GE Aerospace (GE 0.96%) recently received another "buy" rating when Goldman Sachs analyst Noah Poponak slapped a $190 price target on the stock. That implies a 21% upside over the next 12 months. His case for the stock emphasizes the long-term earnings and cash flow potential from its commercial aircraft engines, notably the LEAP engine. I tend to agree with the assessment.

How GE Aerospace will grow profits

Commercial airplane engines tend to be sold at a loss only to generate decades of lucrative aftermarket earnings and cash flow as they come in for "shop visits" over time. For example, GE Aerospace estimates that 75% of an engine's lifecycle revenue comes from the three shop visits, typically in the decades after the sale. Each engine is expected to have at least 20 years of service revenue, and engines can run for more than 40 years.

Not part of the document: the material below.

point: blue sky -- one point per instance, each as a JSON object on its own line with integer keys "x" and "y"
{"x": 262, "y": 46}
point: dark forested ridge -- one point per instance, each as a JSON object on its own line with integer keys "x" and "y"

There are two key points to note. First, aggressively ramping engine sales, as GE is doing now, will suppress profit margins initially but lead to increased profit in the future.

Second, when engines transition, GE will still generate significant profit from servicing older engines. Still, there will be a lag before service revenue from the newer engines takes over the growth baton.

What it means to GE Aerospace investors

That's where GE Aerospace is now with the LEAP engine (made by a GE joint venture with Safran called CFM International) used on the Airbus A320 neo family and the Boeing 737 MAX. The previous Airbus A320 and Boeing 737 versions used CFM International's CFM56 engines.

GE expects CFM56 shop visits to peak in 2025, but services revenue from CFM56 will remain strong for many years as 45% of the CFM56 fleet hasn't had its first shop visit yet. Meanwhile, by 2028, LEAP engine services revenue will be comparable to that of the CFM56.

All told, management expects $10 billion in operating profit in 2028 (compared to $5.6 billion in 2023). With still strong CFM56 services profitability and long-term growth in LEAP services, the company has decades of cash flow growth ahead.